Enriching data with BigConnect

BigConnect uses a complex pipeline to enrich the data stored in the system: Named Entity Extraction on text, Object detection, Machine Learning, OCR, Speech2Text, custom plugins

BigConnect has a complex data processing pipeline that can accommodate even the toughest tasks. We call it the Data Worker pipeline, and it uses… Data Workers :)

Data Workers are plugins that run in random order when something changes in the data. They can run on a single machine or on hundreds of machines for large deployments and resource-intensive tasks. A Data Worker can to do three things:

Initialize itself when the system starts up (the prepare method)
Say whether it can process an element (entity or relationship) or a property of an element (the isHandled method)
Execute processing logic (the execute method)

Every change on a data element or property inside BigConnect will notify the Data Worker pipeline which in turn will execute all available Data Workers, passing along the changed element and its changed property if needed. The pipeline works using queues, so it can be easily distributed to any number of machines. Some Data Workers can run on some machines, while others can run on other machines, depending on resource consumption and volume requirements. It’s completely up to the developer to properly architect the pipeline setup.

Data Workers don’t run in a particular order. First, the isHandled method is checked to see if the Data Worker can process the change and if so, its execute method will be called. It’s completely up to the developer to establish when a Data Worker will actually execute on a specific element. By not enforcing a specific order, developers have maximum flexibility.

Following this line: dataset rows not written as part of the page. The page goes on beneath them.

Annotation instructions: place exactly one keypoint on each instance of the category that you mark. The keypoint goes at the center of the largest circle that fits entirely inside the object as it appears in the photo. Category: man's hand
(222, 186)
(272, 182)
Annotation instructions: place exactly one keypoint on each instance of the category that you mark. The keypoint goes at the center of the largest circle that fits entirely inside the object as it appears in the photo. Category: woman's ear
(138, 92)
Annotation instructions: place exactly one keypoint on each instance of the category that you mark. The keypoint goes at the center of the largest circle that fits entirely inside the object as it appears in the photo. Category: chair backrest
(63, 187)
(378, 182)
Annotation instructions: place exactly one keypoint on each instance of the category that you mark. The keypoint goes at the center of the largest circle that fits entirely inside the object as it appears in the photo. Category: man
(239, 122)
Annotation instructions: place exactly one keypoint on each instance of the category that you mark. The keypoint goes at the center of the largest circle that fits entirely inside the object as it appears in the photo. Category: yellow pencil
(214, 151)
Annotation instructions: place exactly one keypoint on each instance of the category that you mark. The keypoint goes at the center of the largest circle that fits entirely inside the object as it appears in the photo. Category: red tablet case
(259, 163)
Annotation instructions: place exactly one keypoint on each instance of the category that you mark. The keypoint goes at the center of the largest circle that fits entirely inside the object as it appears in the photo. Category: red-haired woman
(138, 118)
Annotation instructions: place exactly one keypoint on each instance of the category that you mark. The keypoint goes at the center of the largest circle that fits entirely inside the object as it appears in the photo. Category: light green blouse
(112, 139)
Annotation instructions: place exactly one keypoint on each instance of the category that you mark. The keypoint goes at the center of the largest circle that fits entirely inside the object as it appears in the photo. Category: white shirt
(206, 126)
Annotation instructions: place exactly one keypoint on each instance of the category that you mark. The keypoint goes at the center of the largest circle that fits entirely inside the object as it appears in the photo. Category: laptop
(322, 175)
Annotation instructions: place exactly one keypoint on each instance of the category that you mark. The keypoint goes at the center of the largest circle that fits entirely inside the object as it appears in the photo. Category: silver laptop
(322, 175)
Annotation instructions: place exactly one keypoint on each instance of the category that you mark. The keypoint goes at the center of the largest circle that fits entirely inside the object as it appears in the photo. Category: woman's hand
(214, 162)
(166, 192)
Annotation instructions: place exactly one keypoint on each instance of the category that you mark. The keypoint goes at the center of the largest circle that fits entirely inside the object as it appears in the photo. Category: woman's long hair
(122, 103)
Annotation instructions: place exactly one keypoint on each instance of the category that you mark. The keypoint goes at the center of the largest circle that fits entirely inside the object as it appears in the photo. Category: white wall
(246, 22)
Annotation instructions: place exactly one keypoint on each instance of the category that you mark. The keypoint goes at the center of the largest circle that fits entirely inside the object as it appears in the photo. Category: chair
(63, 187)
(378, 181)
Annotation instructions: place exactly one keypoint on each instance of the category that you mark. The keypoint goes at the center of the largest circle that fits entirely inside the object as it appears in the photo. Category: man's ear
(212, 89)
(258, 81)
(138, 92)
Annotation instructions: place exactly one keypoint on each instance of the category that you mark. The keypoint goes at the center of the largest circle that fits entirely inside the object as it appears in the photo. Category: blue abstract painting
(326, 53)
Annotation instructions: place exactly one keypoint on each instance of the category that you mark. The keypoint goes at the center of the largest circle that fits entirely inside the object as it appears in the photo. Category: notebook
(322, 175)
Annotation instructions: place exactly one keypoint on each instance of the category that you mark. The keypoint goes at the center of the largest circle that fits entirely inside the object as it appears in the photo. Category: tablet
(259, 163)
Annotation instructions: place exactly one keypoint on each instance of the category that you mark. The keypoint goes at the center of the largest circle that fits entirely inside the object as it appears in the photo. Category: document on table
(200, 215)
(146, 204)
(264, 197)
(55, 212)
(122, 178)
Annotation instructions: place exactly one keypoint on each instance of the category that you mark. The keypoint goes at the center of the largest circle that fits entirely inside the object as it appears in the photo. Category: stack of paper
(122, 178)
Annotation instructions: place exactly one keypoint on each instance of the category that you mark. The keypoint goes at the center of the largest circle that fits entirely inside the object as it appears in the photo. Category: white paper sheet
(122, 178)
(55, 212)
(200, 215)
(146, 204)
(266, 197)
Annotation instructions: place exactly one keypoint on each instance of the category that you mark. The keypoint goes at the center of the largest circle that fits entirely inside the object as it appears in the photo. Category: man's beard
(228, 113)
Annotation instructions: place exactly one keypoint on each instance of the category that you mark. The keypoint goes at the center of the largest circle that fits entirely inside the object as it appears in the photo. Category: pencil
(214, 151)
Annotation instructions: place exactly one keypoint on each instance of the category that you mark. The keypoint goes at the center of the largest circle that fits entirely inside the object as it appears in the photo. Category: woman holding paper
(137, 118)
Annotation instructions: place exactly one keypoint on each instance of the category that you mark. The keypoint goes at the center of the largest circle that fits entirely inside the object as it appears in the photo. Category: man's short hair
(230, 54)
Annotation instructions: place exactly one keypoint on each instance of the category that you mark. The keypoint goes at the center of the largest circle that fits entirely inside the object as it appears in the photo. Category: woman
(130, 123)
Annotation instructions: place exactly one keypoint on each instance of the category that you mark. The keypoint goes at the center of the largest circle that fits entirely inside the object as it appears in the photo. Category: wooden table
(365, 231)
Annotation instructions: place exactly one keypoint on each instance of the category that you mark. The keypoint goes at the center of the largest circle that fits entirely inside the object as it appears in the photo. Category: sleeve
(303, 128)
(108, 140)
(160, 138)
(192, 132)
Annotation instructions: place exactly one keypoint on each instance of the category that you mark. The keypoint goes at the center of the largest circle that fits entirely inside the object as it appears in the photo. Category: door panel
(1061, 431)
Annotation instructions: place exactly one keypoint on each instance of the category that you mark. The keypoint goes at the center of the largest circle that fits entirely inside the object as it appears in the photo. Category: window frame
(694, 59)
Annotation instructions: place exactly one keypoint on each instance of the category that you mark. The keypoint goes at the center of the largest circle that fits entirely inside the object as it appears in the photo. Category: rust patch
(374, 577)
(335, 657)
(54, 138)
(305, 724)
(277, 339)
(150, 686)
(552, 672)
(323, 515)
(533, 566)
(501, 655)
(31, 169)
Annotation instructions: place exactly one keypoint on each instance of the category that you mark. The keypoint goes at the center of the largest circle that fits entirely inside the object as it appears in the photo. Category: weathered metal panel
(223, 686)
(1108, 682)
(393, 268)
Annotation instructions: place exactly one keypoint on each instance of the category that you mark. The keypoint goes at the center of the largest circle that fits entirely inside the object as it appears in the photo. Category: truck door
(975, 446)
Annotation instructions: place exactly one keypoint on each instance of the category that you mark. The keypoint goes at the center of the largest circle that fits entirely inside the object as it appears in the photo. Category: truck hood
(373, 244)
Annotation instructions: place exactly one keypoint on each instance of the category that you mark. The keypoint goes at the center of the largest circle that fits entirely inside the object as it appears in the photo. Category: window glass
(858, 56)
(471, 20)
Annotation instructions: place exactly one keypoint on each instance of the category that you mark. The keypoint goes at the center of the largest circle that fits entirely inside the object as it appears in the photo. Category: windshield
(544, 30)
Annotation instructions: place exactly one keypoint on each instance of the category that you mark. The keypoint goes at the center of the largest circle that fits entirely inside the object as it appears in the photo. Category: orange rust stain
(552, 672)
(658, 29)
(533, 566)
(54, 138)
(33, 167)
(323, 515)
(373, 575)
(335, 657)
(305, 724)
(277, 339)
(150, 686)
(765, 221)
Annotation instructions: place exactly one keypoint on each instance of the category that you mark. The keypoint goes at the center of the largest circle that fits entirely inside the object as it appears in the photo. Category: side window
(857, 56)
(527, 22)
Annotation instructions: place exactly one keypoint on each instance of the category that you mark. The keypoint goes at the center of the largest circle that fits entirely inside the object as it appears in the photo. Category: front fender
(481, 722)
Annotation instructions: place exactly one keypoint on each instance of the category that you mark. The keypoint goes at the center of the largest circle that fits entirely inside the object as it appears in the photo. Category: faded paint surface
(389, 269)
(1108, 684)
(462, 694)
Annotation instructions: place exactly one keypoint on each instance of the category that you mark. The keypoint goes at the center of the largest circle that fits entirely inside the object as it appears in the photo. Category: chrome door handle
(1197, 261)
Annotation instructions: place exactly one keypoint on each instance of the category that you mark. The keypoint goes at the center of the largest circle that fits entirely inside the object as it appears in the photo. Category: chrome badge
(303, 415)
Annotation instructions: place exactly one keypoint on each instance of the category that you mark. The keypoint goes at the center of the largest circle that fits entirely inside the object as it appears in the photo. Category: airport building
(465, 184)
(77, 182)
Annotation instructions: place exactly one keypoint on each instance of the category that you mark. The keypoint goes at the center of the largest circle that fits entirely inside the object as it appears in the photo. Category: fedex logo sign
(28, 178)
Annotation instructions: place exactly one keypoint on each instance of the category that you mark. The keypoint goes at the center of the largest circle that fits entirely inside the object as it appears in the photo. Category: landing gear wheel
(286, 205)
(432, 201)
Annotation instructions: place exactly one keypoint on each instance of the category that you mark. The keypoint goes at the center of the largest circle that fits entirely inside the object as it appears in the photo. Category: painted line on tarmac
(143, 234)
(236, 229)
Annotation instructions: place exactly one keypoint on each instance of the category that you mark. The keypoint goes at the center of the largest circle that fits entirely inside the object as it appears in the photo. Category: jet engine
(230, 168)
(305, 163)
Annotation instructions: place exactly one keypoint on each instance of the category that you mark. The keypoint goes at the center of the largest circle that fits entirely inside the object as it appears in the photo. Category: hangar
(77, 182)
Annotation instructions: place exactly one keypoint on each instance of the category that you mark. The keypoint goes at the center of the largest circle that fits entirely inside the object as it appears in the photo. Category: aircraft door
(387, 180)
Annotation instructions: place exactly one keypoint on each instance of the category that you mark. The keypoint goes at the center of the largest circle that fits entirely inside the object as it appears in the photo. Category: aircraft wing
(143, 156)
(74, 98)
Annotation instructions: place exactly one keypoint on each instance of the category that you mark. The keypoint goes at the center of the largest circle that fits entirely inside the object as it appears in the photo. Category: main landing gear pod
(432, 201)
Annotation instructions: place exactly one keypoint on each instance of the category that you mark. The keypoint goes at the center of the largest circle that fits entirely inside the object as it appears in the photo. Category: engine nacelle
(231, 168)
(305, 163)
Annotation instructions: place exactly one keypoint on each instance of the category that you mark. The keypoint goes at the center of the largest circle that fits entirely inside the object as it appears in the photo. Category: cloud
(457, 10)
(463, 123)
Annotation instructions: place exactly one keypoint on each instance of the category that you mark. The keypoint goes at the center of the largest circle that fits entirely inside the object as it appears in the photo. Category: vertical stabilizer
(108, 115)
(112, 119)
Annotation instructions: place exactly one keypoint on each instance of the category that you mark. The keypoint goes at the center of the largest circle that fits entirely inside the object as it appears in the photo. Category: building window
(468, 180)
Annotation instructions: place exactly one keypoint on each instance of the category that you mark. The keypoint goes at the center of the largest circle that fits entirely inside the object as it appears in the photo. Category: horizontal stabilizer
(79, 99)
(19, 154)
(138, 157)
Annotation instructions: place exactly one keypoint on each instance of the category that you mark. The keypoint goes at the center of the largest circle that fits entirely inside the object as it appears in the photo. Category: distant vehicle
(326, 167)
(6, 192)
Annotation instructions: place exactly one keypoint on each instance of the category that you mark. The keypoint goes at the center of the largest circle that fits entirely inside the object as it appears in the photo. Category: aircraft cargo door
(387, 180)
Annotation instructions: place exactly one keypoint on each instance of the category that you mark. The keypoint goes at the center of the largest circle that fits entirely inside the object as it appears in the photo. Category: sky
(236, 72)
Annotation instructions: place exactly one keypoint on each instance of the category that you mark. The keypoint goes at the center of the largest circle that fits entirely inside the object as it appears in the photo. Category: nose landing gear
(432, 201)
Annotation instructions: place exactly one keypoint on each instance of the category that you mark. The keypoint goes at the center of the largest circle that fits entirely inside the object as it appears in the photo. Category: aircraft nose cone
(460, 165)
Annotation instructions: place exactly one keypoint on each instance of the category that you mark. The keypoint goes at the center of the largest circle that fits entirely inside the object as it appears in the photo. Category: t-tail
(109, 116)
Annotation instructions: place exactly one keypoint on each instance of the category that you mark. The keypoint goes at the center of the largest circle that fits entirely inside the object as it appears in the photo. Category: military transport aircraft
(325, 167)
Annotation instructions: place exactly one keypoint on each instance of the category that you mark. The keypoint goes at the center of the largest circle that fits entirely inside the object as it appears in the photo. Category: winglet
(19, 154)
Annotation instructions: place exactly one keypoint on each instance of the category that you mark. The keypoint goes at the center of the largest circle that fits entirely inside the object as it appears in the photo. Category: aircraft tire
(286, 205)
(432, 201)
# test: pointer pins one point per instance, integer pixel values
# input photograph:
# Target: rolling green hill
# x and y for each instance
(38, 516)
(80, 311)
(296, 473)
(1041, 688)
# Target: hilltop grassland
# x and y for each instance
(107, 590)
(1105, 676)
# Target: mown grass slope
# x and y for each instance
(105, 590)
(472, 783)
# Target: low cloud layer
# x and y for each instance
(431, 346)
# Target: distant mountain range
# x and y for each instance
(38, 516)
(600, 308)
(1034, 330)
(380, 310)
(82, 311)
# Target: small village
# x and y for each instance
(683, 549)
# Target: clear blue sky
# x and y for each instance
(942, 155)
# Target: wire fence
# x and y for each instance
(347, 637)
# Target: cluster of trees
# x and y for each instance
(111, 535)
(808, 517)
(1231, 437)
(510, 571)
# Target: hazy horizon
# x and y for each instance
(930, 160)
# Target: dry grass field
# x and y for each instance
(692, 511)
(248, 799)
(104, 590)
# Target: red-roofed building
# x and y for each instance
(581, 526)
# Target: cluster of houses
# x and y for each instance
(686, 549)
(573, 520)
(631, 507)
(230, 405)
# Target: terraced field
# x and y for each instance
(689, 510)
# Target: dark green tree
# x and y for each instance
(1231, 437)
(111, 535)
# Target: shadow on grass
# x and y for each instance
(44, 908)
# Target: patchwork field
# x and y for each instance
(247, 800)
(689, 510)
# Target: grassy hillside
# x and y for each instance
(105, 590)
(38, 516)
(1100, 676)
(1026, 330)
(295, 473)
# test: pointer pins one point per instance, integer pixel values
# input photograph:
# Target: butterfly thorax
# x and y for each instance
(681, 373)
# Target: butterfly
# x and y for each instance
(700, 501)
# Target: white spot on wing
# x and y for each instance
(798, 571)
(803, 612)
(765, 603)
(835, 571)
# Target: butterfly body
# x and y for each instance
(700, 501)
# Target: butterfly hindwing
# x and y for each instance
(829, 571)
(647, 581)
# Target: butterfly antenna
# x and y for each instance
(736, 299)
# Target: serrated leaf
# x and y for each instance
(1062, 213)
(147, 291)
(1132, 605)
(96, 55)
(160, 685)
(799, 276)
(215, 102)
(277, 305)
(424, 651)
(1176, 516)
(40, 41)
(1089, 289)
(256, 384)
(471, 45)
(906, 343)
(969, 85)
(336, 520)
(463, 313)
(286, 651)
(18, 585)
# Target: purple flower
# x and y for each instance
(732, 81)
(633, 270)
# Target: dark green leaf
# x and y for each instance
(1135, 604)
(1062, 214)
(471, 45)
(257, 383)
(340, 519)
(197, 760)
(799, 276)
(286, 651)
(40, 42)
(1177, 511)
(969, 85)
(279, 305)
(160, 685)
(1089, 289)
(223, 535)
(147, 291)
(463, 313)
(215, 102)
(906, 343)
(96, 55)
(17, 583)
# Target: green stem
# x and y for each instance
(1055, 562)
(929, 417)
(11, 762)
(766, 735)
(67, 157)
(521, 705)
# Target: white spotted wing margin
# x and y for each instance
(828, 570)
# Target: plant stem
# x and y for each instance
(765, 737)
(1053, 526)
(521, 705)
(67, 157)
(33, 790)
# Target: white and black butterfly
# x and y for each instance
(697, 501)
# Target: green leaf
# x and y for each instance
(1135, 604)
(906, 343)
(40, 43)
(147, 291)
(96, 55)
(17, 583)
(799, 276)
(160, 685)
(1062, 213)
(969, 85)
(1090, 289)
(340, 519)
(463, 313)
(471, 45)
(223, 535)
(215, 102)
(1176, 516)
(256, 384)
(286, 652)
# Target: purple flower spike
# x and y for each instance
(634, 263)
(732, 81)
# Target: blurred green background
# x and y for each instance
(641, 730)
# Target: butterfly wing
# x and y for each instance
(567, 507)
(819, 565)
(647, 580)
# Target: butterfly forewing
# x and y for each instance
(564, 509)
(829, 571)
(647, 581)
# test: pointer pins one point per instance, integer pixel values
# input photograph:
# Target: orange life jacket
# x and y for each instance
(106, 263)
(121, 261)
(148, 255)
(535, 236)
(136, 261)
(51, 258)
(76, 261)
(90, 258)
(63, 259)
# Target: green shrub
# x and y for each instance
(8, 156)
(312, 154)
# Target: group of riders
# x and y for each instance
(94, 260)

We provide quite a few Data Workers out of the box to get you started. The most notable ones are:

audio-metadata - Extracts audio metadata like file size and duration
audio-mp4-encoder – Converts an audio file to the MP4 format to be playable in the browser
audio-ogg-encoder - Converts an audio file to the OGG format to be playable in the browser
azure-image-ocr – Extract text from image files using Azure Computer Vision and store it as a property of the entity
azure-image-tags – Predict tags found in an image using Azure Computer Vision and store them as properties of the entity
groovy – Execute custom groovy scripts
image-metadata-extractor – Extracts image metadata like file size, date taken, device, geo-location, heading,width and height. It also detects if images need to be rotated and/or flipped in order to be displayed in the correct orientation.
mime-type-ontology-mapper – Maps the object to an ontology concept using its mime type
opennlp-me-extractor – Extracts Named Entities from text to create Term Mentions on the provided text. A user can then resolve the Term Mentions to different entities.
phone-number-extractor – Extracts US Phone Numbers from text and store them as Term Mentions for the entity.
regex-extractor – Creates new entities by applying regexp expressions on text data
tika-mime-type - Uses Apache Tika to determine the MIME type of an object
tika-text-extractor – Uses Apache Tika to extract text from a document. It also identifies the language of the document and stores it as a property on the entity.
video-audio-extract – Extracts the audio track of a video file and pushes it down the pipeline for further processing
video-frame-extract – Extracts every frame from a video file and pushes them down the pipeline for further processing
video-metadata - Extracts video metadata like duration, geo-location, date taken, device, width, height, rotation and file size and store them as properties of the video entity.
video-mp4-encoder – Converts video data to the MP4 format to be playable in the browser
video-poster-frame – Extracts a frame to create an image to represent the video
video-webm-encoder - Converts video data to the WEBM format to be playable in the browser

You can easily develop you own data workers for specific tasks by extending the com.mware.core.ingest.dataworker.DataWorker class. Package your class in a jar file along with a META-INF/services/com.mware.core.ingest.dataworker.DataWorker service file and place it under the $BIGCONNECT_DIR/lib/ext folder.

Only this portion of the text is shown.